The third anniversary of the NotPetya ransomware attack has just passed. This was one of the most devastating cyber attacks recorded (as Digital Journal reported). It is thought that the total damages of the attack were in excess of $10 billion.
On Saturday, 27 June 2020, the infamous ransomware NotPetya turned three. On this day in 2017, more than 80 companies were initially attacked, including the National Bank of Ukraine, as Wired reports.
According to David Grout, CTO EMEA at FireEye, there remain lessons to be learned from the incident. With this, considers the steps that can be taken to prevent similar attacks in the future. This includes discovering and patching vulnerabilities before threat actors have an opportunity to exploit them.
Grout begins by casting an eye backwards: “This campaign impacted organisations in 65 countries”, noting that “in particular Ukraine was the primary target.” This signalled a Russian origin in the form the Sandworm group (who allegedly are state backed).

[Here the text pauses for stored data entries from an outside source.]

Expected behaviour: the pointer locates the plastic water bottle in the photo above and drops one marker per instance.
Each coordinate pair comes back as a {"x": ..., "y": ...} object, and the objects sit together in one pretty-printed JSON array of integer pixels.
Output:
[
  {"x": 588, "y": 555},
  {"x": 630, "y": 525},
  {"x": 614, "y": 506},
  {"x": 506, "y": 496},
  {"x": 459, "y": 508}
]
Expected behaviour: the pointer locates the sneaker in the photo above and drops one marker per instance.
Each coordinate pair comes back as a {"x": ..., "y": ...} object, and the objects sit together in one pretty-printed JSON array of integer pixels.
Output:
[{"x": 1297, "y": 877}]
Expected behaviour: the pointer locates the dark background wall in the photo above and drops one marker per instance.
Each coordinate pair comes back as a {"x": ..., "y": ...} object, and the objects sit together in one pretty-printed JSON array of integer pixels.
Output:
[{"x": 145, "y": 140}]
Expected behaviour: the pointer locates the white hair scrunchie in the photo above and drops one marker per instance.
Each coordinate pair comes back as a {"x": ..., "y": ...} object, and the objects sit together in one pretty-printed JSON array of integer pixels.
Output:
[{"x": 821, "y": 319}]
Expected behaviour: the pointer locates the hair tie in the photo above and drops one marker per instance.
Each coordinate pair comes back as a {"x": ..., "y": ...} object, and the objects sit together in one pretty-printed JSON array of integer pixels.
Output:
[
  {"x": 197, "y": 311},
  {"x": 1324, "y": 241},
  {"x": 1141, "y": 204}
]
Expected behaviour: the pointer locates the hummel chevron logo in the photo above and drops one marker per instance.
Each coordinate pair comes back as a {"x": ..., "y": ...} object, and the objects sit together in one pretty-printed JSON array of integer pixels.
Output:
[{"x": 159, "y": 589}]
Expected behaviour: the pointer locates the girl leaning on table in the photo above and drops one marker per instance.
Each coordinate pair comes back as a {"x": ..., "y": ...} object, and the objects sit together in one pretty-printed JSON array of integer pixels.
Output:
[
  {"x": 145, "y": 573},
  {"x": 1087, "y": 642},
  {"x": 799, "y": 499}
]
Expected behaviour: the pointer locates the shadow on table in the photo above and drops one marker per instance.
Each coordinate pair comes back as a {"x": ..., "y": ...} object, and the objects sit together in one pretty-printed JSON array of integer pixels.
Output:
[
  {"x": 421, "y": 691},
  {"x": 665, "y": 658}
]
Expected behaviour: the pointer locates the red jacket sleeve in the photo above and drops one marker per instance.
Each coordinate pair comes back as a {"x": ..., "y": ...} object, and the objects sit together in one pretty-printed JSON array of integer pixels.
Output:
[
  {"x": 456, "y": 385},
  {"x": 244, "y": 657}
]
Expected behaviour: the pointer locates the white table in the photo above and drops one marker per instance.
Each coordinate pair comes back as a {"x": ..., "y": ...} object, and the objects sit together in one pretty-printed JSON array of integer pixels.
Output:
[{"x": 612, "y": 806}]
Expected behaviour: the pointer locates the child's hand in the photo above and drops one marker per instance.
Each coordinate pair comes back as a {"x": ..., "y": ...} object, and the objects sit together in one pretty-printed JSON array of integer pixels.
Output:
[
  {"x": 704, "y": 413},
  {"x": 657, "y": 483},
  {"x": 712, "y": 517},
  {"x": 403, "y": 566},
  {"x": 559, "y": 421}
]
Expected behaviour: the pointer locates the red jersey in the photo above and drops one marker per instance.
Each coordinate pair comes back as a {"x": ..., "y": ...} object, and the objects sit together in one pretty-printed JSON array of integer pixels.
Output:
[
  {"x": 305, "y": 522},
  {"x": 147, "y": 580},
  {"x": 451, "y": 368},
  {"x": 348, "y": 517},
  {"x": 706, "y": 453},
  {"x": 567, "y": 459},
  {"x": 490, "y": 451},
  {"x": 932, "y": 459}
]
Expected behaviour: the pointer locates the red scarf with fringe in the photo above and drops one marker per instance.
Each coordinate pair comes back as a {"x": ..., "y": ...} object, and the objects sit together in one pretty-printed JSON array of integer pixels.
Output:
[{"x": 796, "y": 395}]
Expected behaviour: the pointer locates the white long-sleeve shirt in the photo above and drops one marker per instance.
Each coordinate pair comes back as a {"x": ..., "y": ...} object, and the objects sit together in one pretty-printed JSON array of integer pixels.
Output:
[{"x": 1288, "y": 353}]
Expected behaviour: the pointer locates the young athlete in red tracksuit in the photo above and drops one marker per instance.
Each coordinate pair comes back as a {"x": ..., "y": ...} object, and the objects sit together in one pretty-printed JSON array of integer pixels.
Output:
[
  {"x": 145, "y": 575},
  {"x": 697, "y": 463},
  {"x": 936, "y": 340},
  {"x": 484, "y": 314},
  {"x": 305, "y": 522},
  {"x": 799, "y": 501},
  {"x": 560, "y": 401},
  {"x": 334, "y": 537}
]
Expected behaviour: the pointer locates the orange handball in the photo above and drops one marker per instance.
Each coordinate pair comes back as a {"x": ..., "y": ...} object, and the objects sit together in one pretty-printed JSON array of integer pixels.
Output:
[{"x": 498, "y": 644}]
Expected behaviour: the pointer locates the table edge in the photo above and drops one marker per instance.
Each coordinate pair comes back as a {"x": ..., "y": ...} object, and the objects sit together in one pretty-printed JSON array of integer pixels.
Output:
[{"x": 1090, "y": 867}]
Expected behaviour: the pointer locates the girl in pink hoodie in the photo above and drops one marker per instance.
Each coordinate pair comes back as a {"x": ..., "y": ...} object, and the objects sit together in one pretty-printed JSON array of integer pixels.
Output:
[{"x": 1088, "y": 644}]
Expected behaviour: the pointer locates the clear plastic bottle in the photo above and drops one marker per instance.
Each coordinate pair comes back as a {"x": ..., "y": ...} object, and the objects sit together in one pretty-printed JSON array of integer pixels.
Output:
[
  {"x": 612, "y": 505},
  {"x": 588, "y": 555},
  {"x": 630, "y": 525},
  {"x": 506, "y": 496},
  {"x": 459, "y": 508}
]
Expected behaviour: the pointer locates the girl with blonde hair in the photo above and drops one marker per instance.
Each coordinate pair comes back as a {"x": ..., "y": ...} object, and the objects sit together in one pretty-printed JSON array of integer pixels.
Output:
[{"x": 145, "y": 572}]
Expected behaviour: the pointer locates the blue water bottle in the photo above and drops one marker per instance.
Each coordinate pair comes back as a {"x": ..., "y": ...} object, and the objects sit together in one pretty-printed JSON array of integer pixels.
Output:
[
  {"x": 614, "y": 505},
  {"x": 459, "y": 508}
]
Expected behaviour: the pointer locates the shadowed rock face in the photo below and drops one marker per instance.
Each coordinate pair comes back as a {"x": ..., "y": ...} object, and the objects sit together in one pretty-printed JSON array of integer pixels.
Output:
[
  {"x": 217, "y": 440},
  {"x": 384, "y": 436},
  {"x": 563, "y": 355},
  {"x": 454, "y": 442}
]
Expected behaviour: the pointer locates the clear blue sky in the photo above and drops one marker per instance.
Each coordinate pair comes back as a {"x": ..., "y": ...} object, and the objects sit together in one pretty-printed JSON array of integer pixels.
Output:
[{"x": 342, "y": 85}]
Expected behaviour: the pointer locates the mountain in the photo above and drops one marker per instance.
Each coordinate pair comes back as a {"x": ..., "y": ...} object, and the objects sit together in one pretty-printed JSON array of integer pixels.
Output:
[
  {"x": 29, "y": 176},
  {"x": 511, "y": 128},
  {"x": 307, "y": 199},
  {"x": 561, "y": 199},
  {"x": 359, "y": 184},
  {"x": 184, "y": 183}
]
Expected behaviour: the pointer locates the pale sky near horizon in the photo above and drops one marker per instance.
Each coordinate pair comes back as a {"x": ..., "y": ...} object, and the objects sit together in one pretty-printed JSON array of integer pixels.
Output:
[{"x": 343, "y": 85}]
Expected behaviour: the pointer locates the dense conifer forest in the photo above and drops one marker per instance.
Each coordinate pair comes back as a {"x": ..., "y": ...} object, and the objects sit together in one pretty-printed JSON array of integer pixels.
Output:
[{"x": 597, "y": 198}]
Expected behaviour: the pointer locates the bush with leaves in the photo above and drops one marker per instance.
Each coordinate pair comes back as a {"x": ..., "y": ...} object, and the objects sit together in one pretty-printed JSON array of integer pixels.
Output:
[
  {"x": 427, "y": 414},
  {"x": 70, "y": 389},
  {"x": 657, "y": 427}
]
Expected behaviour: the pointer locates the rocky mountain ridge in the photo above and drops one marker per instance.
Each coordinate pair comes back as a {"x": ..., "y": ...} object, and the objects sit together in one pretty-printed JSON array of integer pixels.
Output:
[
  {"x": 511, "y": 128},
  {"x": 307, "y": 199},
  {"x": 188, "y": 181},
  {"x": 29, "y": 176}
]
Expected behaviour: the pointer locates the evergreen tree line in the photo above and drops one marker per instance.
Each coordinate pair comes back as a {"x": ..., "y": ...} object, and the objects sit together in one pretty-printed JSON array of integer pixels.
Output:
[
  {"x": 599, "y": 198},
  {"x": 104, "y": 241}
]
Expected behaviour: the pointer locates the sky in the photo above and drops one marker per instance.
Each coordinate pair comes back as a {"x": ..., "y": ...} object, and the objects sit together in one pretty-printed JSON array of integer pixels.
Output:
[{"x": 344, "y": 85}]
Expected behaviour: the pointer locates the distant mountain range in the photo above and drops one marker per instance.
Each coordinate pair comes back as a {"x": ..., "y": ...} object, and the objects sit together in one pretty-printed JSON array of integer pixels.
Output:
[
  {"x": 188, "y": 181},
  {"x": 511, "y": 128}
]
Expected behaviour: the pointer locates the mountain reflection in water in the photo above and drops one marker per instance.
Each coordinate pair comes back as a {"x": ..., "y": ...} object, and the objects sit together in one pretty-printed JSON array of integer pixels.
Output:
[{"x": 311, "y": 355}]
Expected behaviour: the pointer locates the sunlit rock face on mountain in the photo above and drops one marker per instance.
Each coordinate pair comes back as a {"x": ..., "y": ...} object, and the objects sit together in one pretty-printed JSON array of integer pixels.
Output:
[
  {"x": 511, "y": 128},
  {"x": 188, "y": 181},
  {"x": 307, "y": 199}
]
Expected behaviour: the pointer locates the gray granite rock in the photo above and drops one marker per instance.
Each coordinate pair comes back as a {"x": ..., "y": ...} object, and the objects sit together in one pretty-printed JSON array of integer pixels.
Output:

Noting how the attack was serious, Grout explains how the hacker group added a ransomware component. The legacy was for “NotPetya to change the world’s perception of ransomware and the potentially devastating impact it can have on businesses.”
Grout then turns his attention to the legacy: “The NotPetya attack set a new precedent: it showed the Sandworm group’s acceptance of wider collateral damage beyond the immediate Ukrainian targets, as the malware spread globally.”
In terms of key learning points, Grout recommends: “NotPetya highlighted the need for resiliency, backup and preparation, as well as the importance of being able to track and identify the perpetrators and understand their motives..”
Grout further advises that “if a discovered vulnerability can be exploited, it is highly likely that threat groups will use it, and continue to do so until it is fixed, inflicting untold damage.” This means that businesses need to understand their own systems and to run security audits.
Importantly, Grout concludes: “The NotPetya attack could have been mitigated by ensuring these updates to software were regularly conducted.”